Мы уже начали привязывать свой багаж к палубе, когда с неба снова заморосило. Артём ждал нас на берегу. Его рюкзак мы привязывали последним. Я оглядел его, и мне показалось, что он совсем неподходяще одет: натянул плащ прямо поверх толстого шерстяного свитера и куртки, и это означало, что, во-первых, когда он начнет работать веслом, ему станет жарко, и во-вторых, если он все-таки вымокнет, ему будет не во что переодеться. С чего я вообще так о нём забочусь?! – подумал я, но спросил:

– Артём, что у тебя в рюкзаке?

Он испуганно потянул рюкзак к себе:

– В каком смысле?

– В смысле – из одежды. Ты вырядился, как бабка на рынок, и я гарантирую, что к вечеру ты вымокнешь и изнутри, и снаружи. Что ещё у тебя есть?

– Три футболки, толстовка, запасные штаны, тельняшка как у тебя, бельё, носки, – перечислил он скороговоркой, – и ещё один свитер, но он совсем тонкий.

Я сдержал улыбку.

– Молодец. Снимай куртку и свитер, и надевай тельняшку как у меня.

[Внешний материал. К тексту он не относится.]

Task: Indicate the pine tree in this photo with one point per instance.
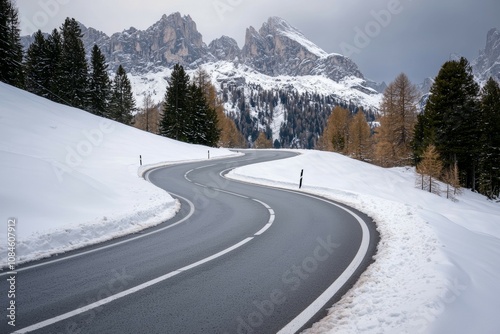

Куртку и толстовку далеко не убирай, клади в рюкзак, на самый верх.

Он в нерешительности смотрел на меня, явно собираясь что-то возразить.

– Давай-давай. Самые тёплые вещи надо упаковать в гермы, чтобы вечером сухие были, понятно?

Он внимательно оглядел нас, отошёл на несколько шагов, и полез в рюкзак. Пока он отыскивал свою одежду, на берег взобрался Драгин.

– Чего застряли?

– Сейчас, Артём переодевается.

– Где раньше-то были? – риторически поинтересовался Драгин, и, вытащив мятые сигареты, закурил.

Тем временем Артём снял куртку, стянул с себя толстый свитер, под которым оказалась надета рубашка, и принялся натягивать тельняшку прямо поверх неё.

– Рыдание, – прокомментировал Драгин. – А рубашку снять не судьба?

Артём повернулся к нам спиной и начал расстёгиваться.

– Кузнечик стесняется, – почти беззвучно, потешно выпятив губы, прошептал Драгин, но я его понял, и мы заулыбались.

А стесняться ему, оказывается, было нечего. Вопреки ожиданиям, нашим взорам явилась худая, но весьма ладно скроенная фигура. Я даже ощутил укол зависти: эх, везёт «ботанам», всё от природы. Артём поспешно натянул тельняшку, повернулся к нам:

– Сейчас, я быстро, – и принялся заталкивать снятый свитер в рюкзак.

– Чучело, – сказал Драгин, как мне показалось, слишком громко, но Артём, кажется, не услышал.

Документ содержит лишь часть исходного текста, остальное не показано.